This is a discussion on psychologically, how are you doing? within the General Prepper and Survival Talk forums, part of the Survivalist, Prepper, Bushcrafter, Forest Rangers category; I am glad I'm an introvert. I don't have close friends that I would have to feel bad about turning away, or family that would ...
I am glad I'm an introvert. I don't have close friends that I would have to feel bad about turning away, or family that would come to be for help other than my daughters and their families (who I would help, obviously). I'm not even sure my sister would come to me for help.
I know a lot of people are freaked out over this whole pandemic so I almost feeling bad saying this but I'm doing pretty damn well. This virus thing is really working out for me. I got a raise, I'm being paid hazard pay, only working 6 hrs a day and being paid for 8, my commute is now 2 hours less per day and I'm getting a ton of stuff done around the new house.
I have to admit my anxiety level is probably low because I have watched ZERO news about the event. I get all my info from a few trusted site and here but I refuse to let the scaremongers in the MSM make a buck off of me during this.
First you have to give up. First you have to know, not fear, know that someday you're going to die.
We aren't seeing any real panic around here yet. Still have a bit of a small town vibe, and the shelves are staying 60-70% stocked. If that changes, things could go downhill fast.
None of my friends are showing signs of worry yet, and none of them have more than 2 weeks of food at best.

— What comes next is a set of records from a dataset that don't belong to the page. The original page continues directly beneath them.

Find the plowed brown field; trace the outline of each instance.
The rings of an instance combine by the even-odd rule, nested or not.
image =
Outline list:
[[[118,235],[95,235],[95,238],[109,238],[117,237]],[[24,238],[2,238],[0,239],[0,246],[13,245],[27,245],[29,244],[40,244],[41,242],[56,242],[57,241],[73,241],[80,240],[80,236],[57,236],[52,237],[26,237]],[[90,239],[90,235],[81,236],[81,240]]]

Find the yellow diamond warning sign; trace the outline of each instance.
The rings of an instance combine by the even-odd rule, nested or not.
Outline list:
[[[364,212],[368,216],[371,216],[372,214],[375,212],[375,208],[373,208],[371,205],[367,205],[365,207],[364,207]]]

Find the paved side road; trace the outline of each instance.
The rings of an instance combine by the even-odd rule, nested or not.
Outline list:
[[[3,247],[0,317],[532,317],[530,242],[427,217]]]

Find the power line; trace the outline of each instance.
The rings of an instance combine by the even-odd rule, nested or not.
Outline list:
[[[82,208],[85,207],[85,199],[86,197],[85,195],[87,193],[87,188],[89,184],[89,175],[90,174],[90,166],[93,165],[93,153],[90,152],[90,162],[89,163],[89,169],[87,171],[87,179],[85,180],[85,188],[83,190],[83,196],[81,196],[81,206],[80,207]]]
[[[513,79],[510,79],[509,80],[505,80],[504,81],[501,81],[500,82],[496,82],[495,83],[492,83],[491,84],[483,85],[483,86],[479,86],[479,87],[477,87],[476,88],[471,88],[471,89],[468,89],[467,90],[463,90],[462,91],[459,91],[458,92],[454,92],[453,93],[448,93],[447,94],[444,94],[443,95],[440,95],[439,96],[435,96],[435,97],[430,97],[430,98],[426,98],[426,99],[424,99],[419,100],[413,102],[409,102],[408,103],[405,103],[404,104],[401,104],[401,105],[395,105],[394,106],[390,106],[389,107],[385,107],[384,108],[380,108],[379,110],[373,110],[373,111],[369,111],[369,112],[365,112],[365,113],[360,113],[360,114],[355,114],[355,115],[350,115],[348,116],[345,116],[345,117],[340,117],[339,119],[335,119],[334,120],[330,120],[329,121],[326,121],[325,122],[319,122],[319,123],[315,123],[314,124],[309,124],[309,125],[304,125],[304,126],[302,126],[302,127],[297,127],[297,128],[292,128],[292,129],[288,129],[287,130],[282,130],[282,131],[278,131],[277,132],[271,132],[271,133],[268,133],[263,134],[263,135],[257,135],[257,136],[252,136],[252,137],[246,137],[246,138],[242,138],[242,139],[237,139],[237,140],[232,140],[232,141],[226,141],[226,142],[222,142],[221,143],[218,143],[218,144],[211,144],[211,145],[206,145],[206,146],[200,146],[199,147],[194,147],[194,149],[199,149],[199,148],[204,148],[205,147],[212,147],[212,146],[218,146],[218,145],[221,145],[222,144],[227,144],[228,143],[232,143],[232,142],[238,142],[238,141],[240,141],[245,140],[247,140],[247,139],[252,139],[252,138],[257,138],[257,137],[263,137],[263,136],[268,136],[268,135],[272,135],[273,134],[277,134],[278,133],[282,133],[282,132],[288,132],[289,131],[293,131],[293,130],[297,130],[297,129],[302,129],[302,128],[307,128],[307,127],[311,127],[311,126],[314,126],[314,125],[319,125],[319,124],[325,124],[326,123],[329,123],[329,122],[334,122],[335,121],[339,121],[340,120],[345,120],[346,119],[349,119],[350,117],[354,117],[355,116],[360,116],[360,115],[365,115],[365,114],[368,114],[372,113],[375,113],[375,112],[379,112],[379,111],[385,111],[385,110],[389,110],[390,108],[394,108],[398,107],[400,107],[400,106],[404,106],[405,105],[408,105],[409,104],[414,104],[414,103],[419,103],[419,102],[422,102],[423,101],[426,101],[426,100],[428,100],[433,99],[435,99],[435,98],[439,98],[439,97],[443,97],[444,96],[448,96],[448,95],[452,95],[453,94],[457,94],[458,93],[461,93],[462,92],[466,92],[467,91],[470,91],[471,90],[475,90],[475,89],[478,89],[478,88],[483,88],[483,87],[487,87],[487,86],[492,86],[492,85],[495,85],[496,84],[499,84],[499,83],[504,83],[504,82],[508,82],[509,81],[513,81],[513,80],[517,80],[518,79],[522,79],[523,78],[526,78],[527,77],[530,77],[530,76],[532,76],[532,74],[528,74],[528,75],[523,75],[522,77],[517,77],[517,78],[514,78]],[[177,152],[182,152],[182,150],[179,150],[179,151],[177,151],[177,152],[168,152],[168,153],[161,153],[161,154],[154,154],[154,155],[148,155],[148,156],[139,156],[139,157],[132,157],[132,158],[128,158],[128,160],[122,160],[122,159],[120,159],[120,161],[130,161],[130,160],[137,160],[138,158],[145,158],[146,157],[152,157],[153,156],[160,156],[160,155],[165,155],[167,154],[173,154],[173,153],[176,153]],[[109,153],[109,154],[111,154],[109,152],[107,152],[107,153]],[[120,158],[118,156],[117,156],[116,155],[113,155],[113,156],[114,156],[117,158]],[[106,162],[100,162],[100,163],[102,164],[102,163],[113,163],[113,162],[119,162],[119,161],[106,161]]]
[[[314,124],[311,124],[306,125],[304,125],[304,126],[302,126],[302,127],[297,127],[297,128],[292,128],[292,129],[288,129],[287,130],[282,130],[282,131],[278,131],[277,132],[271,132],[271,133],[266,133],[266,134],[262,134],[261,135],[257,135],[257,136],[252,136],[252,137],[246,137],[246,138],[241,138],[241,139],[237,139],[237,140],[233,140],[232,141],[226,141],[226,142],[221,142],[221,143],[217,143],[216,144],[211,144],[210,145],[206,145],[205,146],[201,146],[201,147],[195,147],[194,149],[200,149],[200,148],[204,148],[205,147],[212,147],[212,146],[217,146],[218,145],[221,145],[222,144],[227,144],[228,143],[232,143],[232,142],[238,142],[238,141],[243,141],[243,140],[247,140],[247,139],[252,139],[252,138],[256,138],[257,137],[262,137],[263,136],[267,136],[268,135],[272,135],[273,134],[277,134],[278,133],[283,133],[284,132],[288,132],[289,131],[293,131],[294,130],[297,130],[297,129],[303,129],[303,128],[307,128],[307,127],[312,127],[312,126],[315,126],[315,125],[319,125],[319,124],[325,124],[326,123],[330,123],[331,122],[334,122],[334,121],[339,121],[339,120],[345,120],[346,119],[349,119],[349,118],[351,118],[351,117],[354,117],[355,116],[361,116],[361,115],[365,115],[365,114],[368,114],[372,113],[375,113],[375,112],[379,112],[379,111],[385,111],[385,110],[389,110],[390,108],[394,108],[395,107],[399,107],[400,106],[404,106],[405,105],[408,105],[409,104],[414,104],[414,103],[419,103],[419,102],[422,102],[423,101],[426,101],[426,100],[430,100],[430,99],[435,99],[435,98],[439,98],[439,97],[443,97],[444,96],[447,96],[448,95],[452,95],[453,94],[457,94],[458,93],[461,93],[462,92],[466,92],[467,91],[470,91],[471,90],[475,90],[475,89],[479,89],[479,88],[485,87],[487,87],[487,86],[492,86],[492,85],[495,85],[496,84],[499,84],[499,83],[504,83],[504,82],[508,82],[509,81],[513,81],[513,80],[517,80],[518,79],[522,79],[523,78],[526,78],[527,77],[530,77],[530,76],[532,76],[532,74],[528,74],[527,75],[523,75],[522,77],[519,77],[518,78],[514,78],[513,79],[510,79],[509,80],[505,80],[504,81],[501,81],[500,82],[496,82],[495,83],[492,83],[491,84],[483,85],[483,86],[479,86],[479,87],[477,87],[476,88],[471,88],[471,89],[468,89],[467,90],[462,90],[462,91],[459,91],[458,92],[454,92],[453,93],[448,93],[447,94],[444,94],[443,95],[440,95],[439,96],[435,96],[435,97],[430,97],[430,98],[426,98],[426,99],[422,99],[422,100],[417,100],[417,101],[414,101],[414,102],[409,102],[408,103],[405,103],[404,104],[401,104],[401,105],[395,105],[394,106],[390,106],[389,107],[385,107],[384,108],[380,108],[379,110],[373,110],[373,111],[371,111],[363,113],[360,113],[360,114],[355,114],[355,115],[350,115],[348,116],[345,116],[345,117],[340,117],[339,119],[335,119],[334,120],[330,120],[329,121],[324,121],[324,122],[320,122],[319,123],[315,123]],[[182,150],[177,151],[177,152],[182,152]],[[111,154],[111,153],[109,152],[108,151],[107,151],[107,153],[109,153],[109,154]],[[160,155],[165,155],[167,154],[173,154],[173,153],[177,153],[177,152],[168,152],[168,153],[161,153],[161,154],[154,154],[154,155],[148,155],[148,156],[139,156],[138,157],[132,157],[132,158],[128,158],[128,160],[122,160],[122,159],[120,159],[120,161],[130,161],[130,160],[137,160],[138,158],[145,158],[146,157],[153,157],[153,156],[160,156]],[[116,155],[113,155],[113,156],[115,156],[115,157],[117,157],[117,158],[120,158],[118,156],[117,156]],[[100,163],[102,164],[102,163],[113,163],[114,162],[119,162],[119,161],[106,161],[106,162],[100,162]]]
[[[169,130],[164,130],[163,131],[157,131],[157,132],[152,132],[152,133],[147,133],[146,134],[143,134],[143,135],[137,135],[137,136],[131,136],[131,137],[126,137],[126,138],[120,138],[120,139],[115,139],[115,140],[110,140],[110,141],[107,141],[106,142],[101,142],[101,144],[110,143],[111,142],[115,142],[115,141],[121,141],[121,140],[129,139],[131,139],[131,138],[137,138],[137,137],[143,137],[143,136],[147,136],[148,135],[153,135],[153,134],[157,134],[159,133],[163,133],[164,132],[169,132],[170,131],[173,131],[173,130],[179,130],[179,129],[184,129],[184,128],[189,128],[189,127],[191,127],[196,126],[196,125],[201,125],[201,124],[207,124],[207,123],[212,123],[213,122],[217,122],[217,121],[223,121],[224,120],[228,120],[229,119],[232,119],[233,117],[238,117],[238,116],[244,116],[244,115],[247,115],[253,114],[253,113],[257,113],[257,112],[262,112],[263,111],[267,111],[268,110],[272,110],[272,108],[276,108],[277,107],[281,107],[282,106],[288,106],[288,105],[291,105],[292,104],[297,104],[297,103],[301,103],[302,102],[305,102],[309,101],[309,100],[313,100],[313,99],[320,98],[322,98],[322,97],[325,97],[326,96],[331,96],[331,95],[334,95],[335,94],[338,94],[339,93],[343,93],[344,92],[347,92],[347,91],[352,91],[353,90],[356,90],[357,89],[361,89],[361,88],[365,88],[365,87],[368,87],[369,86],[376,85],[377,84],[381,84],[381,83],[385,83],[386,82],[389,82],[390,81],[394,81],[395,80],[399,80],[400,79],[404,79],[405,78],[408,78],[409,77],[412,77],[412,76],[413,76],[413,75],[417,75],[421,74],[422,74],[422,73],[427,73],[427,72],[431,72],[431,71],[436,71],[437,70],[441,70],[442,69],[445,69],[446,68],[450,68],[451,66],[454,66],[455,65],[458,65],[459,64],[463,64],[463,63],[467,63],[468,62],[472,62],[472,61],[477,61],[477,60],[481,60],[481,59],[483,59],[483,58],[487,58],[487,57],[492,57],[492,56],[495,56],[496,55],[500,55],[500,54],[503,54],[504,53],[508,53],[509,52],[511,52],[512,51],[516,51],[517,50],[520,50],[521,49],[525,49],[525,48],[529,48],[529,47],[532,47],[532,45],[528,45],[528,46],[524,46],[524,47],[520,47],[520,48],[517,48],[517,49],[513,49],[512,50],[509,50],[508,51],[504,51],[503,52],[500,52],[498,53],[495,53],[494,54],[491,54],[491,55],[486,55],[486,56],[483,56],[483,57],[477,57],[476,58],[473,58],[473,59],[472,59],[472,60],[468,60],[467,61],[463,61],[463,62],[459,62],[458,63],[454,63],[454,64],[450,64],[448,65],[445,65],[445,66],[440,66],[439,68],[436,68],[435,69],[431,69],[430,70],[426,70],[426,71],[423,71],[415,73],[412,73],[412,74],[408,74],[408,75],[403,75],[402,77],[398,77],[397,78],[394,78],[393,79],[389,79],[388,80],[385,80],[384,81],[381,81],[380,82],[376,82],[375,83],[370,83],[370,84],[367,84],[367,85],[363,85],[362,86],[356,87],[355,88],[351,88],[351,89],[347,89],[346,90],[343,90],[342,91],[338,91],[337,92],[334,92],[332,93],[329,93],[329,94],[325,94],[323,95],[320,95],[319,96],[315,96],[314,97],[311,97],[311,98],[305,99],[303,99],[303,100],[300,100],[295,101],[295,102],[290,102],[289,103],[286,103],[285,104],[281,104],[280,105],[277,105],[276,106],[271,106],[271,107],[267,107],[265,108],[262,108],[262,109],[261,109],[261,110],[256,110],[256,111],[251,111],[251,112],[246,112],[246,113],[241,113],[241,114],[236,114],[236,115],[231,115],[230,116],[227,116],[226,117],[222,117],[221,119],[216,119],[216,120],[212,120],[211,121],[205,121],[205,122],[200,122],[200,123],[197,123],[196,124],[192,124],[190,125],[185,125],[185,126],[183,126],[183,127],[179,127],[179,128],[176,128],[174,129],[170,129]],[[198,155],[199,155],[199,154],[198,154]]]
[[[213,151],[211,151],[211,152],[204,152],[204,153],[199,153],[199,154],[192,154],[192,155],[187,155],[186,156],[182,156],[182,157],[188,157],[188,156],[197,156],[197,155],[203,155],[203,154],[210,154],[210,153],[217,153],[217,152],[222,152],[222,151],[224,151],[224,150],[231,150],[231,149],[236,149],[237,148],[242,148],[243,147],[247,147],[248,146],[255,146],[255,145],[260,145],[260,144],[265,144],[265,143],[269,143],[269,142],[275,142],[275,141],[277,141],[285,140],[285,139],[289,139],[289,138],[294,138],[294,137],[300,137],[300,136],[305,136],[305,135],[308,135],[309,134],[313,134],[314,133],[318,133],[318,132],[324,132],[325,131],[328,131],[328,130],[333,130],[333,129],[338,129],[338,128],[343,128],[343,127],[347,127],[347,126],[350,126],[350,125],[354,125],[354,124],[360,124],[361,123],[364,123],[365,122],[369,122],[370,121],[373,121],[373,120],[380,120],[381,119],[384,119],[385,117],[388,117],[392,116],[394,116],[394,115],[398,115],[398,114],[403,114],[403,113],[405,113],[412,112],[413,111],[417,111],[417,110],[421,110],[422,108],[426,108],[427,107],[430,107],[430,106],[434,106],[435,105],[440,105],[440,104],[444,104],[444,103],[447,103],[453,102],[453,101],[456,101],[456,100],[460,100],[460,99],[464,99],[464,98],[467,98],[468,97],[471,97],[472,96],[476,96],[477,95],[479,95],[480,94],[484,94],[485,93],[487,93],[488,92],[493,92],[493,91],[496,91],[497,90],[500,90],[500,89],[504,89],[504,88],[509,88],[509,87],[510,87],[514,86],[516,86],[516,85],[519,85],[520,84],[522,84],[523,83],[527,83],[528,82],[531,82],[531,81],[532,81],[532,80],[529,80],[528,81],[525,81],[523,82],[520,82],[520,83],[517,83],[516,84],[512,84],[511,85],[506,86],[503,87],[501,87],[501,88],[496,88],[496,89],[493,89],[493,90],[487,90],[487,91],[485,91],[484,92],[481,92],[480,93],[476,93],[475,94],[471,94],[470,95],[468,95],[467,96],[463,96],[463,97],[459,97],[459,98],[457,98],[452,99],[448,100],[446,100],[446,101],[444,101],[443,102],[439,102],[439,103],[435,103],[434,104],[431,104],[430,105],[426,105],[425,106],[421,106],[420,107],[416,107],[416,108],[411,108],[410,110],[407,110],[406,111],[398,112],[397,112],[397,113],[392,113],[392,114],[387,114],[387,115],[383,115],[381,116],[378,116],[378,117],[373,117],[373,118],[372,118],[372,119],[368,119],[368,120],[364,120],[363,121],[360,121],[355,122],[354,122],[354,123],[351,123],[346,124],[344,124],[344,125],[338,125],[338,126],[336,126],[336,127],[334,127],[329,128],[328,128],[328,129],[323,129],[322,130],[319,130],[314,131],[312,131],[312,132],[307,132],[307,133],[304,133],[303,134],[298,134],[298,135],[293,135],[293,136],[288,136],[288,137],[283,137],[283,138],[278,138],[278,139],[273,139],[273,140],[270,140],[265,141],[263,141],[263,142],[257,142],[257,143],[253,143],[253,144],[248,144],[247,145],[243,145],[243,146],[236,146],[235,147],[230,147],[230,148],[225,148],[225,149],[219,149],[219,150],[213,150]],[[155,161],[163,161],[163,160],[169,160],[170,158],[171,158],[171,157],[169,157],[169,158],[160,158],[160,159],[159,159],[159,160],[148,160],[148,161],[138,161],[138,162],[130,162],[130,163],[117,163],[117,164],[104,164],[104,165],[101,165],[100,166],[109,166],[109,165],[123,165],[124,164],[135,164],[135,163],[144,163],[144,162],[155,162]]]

I'm struggling with the idea of injecting some despair into their future with a potential scenario or two. With items on the shelves, we are still well within the "better late than never" zone, and anyone I can get to take care of themselves now is one less I should have to see at my front door.
I'm keeping the wife busy by tasking her with keeping up with European news. I've told her we lag behind them by a few weeks, so whatever she sees there, we should take note of and plan for here. Riots are about to kick off over there due to job losses and uncertainty. It's likely to follow here too.
As for my mental health, I've been working from home for most of a year now, so I'm getting along fine since my job is still hopping. I almost want a break so I can take care of some projects I expect to need in the next month or two.
The kids are going to drive my wife crazy. God bless her, she's hangin' in there with her new teaching, IT, and entertainment duties.
"Every normal man must be tempted, at times, to spit on his hands, hoist the black flag, and begin slitting throats." - H. L. Mencken
My family and I are doing well so far, my one daughter who was in denial a couple weeks ago has finally excepted our new reality, she was able to purchase a handgun and is learning how to use it, a month ago it would have been unheard of from her to have a gun in her home, funny how things change......pretty quiet around here so far, I’m always watching the neighborhood as much as I can , so I hope to notice when things start being out of place in the normal sense....we are prepared to bug out if need be, the trick is staying ahead of the game......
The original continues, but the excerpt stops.